このような前提条件のもとで、人生をより良く生きるためには、どちらの考え方が大切だろうか。A:いかにして楽な道のりを見つけるか、B:どんな困難な道でも、力強く歩むにはどうすればいいか。もし、あなたがAの答えを選んだなら、それはごく自然なことだろう。どんな人でもわざわざ苦労はしたくないと考えるのは普通だからだ。楽に進める方法があるなら、それに越したことはないだろう。ただし、人生山あり谷ありとするならば、困難な時期を乗り越えるために、Bの術も身につけておかなければならない。

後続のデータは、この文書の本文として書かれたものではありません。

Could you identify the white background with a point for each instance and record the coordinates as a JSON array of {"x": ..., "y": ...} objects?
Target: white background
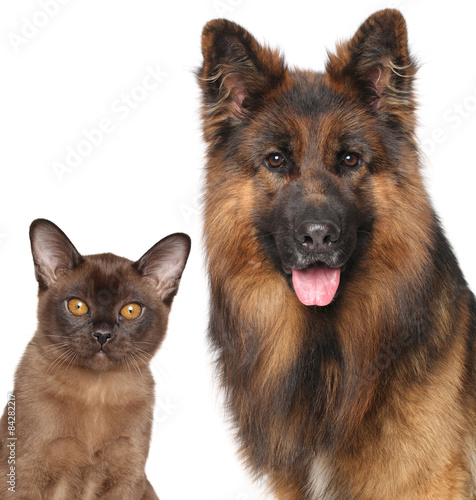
[{"x": 141, "y": 181}]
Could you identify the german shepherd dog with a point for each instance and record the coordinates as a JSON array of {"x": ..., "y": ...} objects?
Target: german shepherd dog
[{"x": 344, "y": 330}]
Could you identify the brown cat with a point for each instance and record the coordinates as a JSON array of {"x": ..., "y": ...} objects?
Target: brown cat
[{"x": 79, "y": 421}]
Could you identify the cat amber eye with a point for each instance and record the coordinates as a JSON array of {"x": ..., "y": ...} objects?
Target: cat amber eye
[
  {"x": 78, "y": 307},
  {"x": 131, "y": 311}
]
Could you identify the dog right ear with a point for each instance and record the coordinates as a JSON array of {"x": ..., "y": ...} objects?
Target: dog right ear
[{"x": 237, "y": 71}]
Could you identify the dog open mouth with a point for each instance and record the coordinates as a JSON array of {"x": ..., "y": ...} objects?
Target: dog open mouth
[{"x": 315, "y": 285}]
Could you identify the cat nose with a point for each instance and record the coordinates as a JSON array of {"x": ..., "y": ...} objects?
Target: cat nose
[{"x": 102, "y": 338}]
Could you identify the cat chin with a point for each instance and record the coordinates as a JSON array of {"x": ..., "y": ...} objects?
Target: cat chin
[{"x": 99, "y": 361}]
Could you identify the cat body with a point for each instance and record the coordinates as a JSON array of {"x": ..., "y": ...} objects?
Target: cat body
[{"x": 84, "y": 392}]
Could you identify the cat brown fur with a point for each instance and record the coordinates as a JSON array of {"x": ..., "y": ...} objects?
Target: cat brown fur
[{"x": 83, "y": 423}]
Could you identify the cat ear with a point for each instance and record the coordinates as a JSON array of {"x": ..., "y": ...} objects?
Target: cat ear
[
  {"x": 53, "y": 253},
  {"x": 376, "y": 64},
  {"x": 237, "y": 72},
  {"x": 164, "y": 264}
]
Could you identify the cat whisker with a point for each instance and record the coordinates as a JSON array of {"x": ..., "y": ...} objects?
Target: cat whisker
[
  {"x": 60, "y": 359},
  {"x": 136, "y": 365}
]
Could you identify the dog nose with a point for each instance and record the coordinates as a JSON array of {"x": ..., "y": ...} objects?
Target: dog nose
[
  {"x": 317, "y": 236},
  {"x": 102, "y": 338}
]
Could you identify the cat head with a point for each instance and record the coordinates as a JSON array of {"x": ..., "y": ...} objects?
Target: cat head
[{"x": 102, "y": 311}]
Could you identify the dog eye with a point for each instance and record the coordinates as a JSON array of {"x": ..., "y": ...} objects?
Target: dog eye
[
  {"x": 352, "y": 160},
  {"x": 274, "y": 161},
  {"x": 77, "y": 307}
]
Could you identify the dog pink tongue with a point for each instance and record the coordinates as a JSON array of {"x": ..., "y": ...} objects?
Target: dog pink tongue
[{"x": 316, "y": 286}]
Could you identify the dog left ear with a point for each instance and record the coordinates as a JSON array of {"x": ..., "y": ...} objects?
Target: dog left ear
[
  {"x": 237, "y": 72},
  {"x": 376, "y": 64}
]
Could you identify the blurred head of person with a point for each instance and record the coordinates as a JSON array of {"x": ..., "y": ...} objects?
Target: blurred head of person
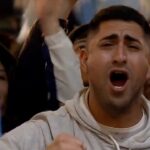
[
  {"x": 78, "y": 37},
  {"x": 7, "y": 64}
]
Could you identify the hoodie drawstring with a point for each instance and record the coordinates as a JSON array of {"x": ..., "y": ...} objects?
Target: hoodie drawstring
[{"x": 115, "y": 142}]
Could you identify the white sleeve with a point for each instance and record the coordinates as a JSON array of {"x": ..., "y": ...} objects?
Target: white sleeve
[{"x": 66, "y": 65}]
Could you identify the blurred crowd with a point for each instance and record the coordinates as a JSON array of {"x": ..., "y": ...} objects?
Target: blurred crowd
[{"x": 39, "y": 62}]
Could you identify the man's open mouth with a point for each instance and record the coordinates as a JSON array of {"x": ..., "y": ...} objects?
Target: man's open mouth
[{"x": 118, "y": 78}]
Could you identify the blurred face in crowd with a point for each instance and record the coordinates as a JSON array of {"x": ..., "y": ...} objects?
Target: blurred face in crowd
[
  {"x": 117, "y": 65},
  {"x": 3, "y": 86},
  {"x": 79, "y": 47}
]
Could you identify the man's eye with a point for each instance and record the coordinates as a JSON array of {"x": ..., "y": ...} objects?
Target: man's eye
[
  {"x": 106, "y": 44},
  {"x": 134, "y": 47},
  {"x": 3, "y": 78}
]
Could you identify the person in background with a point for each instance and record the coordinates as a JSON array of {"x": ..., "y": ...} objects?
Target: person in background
[
  {"x": 7, "y": 67},
  {"x": 112, "y": 112},
  {"x": 48, "y": 71},
  {"x": 79, "y": 39}
]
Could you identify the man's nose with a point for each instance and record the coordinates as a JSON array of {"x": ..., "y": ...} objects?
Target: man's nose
[{"x": 120, "y": 55}]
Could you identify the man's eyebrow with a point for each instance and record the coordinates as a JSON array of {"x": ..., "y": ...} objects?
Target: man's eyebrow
[
  {"x": 110, "y": 37},
  {"x": 132, "y": 39}
]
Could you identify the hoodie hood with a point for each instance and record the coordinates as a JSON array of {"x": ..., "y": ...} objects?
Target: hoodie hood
[{"x": 140, "y": 140}]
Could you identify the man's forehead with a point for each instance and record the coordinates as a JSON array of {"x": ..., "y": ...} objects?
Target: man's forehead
[{"x": 115, "y": 29}]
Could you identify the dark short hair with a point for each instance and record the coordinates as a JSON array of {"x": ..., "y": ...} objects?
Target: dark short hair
[{"x": 119, "y": 12}]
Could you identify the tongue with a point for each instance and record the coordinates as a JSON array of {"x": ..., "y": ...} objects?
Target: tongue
[{"x": 119, "y": 83}]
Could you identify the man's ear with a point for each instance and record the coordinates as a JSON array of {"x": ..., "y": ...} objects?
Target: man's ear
[{"x": 83, "y": 60}]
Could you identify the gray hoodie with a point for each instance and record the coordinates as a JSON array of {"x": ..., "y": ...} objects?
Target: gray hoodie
[{"x": 73, "y": 119}]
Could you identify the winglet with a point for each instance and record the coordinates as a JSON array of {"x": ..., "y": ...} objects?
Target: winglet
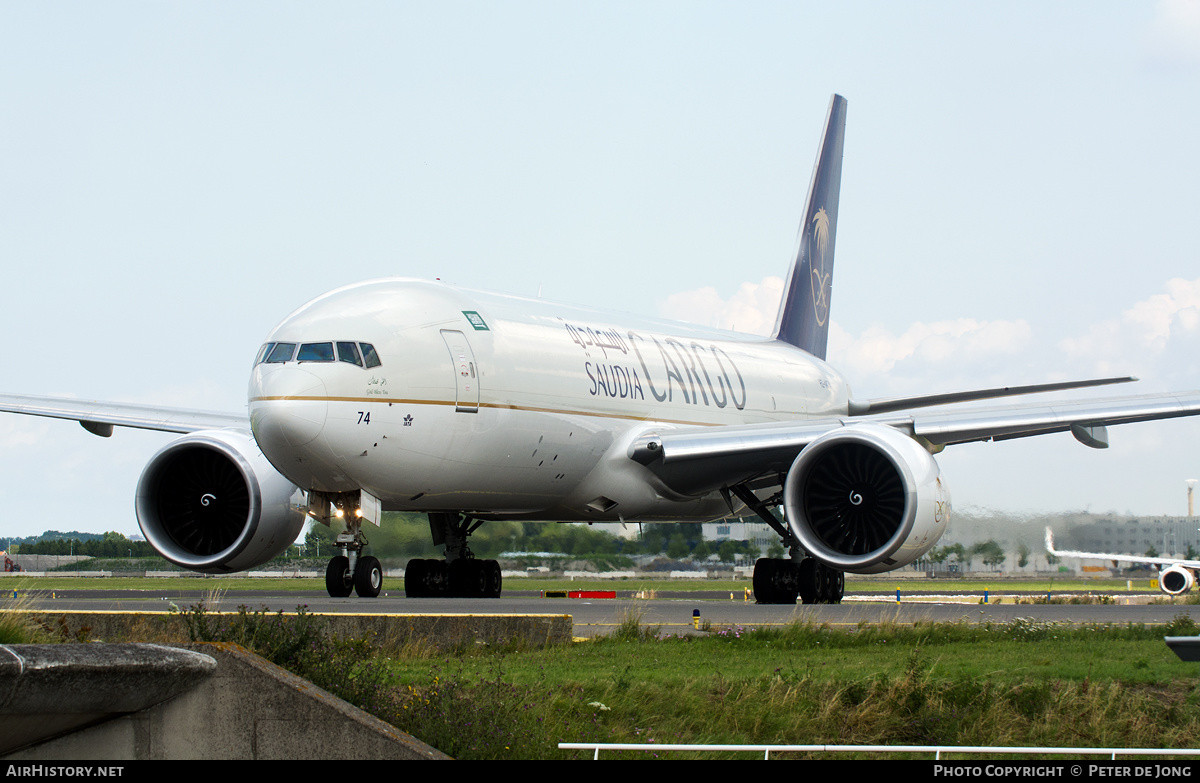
[{"x": 804, "y": 314}]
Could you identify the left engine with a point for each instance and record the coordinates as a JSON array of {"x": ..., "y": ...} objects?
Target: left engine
[
  {"x": 865, "y": 498},
  {"x": 211, "y": 502},
  {"x": 1176, "y": 580}
]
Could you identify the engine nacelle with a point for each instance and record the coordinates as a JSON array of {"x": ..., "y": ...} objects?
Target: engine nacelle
[
  {"x": 1176, "y": 580},
  {"x": 211, "y": 502},
  {"x": 865, "y": 498}
]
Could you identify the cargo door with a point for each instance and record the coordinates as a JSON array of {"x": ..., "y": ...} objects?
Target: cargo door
[{"x": 466, "y": 374}]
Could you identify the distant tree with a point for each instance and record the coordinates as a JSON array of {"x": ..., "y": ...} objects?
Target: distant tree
[{"x": 677, "y": 548}]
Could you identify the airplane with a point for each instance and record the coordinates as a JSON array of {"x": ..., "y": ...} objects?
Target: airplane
[
  {"x": 469, "y": 406},
  {"x": 1177, "y": 578}
]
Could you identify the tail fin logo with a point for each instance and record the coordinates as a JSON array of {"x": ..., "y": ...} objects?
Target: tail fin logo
[{"x": 821, "y": 279}]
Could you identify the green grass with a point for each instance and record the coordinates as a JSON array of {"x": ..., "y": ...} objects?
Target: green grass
[
  {"x": 925, "y": 683},
  {"x": 1019, "y": 683},
  {"x": 159, "y": 586}
]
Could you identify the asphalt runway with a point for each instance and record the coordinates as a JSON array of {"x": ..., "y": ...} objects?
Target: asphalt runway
[{"x": 670, "y": 611}]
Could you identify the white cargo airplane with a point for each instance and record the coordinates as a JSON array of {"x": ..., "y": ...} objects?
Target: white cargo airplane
[
  {"x": 1175, "y": 575},
  {"x": 469, "y": 406}
]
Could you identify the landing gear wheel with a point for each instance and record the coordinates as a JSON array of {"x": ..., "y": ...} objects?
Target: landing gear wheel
[
  {"x": 495, "y": 579},
  {"x": 810, "y": 581},
  {"x": 834, "y": 585},
  {"x": 415, "y": 580},
  {"x": 774, "y": 581},
  {"x": 367, "y": 578},
  {"x": 339, "y": 581}
]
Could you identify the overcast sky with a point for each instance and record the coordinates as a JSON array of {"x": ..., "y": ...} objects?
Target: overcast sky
[{"x": 1019, "y": 201}]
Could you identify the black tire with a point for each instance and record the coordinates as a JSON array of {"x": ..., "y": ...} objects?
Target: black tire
[
  {"x": 414, "y": 579},
  {"x": 460, "y": 575},
  {"x": 369, "y": 578},
  {"x": 495, "y": 579},
  {"x": 763, "y": 581},
  {"x": 810, "y": 581},
  {"x": 839, "y": 586},
  {"x": 339, "y": 583}
]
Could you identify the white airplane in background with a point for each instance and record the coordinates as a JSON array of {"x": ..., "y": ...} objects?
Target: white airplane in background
[
  {"x": 1177, "y": 577},
  {"x": 469, "y": 406}
]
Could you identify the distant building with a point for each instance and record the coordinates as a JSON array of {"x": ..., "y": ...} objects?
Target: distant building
[
  {"x": 1169, "y": 536},
  {"x": 741, "y": 530}
]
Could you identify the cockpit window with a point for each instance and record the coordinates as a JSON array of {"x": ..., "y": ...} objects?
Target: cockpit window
[
  {"x": 361, "y": 354},
  {"x": 281, "y": 352},
  {"x": 348, "y": 352},
  {"x": 369, "y": 356},
  {"x": 262, "y": 352},
  {"x": 316, "y": 352}
]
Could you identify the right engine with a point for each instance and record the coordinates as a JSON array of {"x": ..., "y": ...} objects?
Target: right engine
[
  {"x": 211, "y": 502},
  {"x": 1176, "y": 580}
]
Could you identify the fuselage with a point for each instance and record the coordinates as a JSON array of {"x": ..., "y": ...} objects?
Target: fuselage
[{"x": 505, "y": 406}]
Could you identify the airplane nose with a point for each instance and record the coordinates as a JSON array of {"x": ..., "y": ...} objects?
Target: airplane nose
[{"x": 287, "y": 407}]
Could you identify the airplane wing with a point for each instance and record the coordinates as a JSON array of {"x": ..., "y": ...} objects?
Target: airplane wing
[
  {"x": 1128, "y": 559},
  {"x": 100, "y": 418},
  {"x": 694, "y": 460}
]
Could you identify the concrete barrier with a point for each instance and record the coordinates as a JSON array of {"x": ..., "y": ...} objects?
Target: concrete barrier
[
  {"x": 191, "y": 701},
  {"x": 439, "y": 632}
]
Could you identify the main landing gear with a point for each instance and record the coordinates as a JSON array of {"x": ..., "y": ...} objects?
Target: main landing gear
[
  {"x": 779, "y": 581},
  {"x": 460, "y": 575}
]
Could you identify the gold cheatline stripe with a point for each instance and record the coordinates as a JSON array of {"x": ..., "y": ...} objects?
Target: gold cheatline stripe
[{"x": 484, "y": 405}]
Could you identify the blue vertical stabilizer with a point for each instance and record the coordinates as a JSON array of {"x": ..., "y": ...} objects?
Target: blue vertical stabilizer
[{"x": 804, "y": 314}]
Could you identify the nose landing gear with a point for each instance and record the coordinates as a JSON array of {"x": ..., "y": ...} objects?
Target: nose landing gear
[
  {"x": 351, "y": 571},
  {"x": 460, "y": 575}
]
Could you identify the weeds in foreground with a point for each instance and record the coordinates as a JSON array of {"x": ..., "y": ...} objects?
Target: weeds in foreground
[
  {"x": 18, "y": 626},
  {"x": 641, "y": 686}
]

目の前に困難な道が現れたとき、人間はつい「なぜ自分だけがこんな苦労を…」「なんでこんなことばかり…」と感じてしまいがちである。だが、よく考えてみてほしい。その「谷」があるからこそ次の「山」も訪れるし、同時に「谷」を経験することが自分を強くする最大のチャンスでもある。分かりやすい例では、筋トレと同じで、楽な負荷ばかりかけていても決して筋肉は大きくならない。筋肉痛になるほどの負荷をかけたからこそ、筋肉は成長する。人生も同様で、困難な道を選び一歩ずつ進んでいくことで、新しいスキルを身につけ、自信をつけ、精神的にもタフになっていく。
困難な時期とは、たいてい『変化』を求めらる時期だ。変化とは何かが変わるのに痛みを伴う、いわば成長痛のようなもので、変化を単にネガティブに捉えるのではなく、「これは自分を成長させるための変化なんだ」とポジティブに捉えることが大切だ。困難な状況を乗り越えたとき、次のステージに進んだ新しい自分に出会うことができる。また、このような困難な状況を必ずしも一人で抱え込む必要はなく、信頼できる人や専門家に相談することは決して恥ずかしいことではない。
人生は、自分たちが思う以上に険しい道のりがあるだろう。しかし、その険しい道をどう歩んでいくかという姿勢こそが、自分たちの人生を豊かにしてくれる。楽な道を探すよりも険しい道をどう歩いていくかという視点を持つことで、結果的にもっと強く、もっと自由に生きられるようになる。
自分にとって『険しい道』とは何だろうか。そして、それをどう乗り越えていくのか。